By Laurie Bassett Edmonds
RAYMORE – In today’s world, 40 years at one job is almost unheard of. When the stress and urgency of the Fire Service is added to the mix, that makes it extra special.
On Friday, Nov. 1, Mary Lacy will celebrate her 40th anniversary of working for South Metro Fire Protection District, only it was called Northwest Cass Fire District when she started. The station was located in a Butler building at the corner of M-58 Highway and Walnut. And much of the time Lacy was the only person in the building, since all the firefighters were volunteer.
When asked about her job, Lacy humbly said that she “did office stuff”, but in reality, life in a small volunteer fire district didn’t allow for the luxury of just doing office stuff.
When the dispatcher (who was also a firefighter) got called out, Lacy dispatched calls. She learned to drive a fire truck and went on calls, serving as an extra set of hands to do whatever was necessary. She got her EMT license so that she could run the ambulance when no one else was available.
She said that the district began paying the volunteers for their runs in the early 1980s and by the end of that decade they had paid staff. Ambulances were added in 1990 or 1991.

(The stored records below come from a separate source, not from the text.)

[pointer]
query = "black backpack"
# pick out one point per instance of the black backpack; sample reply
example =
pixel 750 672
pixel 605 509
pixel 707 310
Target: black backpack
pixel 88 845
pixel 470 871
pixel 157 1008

Back then, it was more fire calls than EMS. That’s definitely not the case today. She attributes the change to safety awareness, smoke detectors, better training, and newer construction now.
“When we’d get a call,” Lacy said, “I’d open the window and yell at them. That’s how we dispatched.”
There were no computers like now. All the dispatch records were handwritten. There were radios, but not with the capabilities of today’s communication equipment.
One of the memories that stands out in her mind from those early years, was a terrible ice storm that struck the night before Easter. Lacy said she and her husband, Ron, were heading to church, but she checked in at the station first. Calls were coming in fast and furious. No one had power, which further complicated things. She said the storm lasted all night, and everyone was doing three things at once. The Easter service at church happened without them.
“I enjoyed it,” Lacy said. “Everyone was so dedicated, in spite of the limited resources.”
The change through her 40 years of service has been monumental. South Metro went from a tiny, all-volunteer district to the largest one in Cass County. The equipment, the facilities, and the procedures have all changed dramatically. There are a lot of new faces. The thing that never changes is the commitment to saving lives and property.
On Tuesday, Oct. 29, the Fire District and Board will hold a pinning ceremony, recognizing Lacy with her 40-year pin. Friends and family are planning a celebration on Nov. 2.
Lacy will reach another impressive milestone in December, when she will turn eighty years old. Congratulations and happy birthday, Mary Lacy!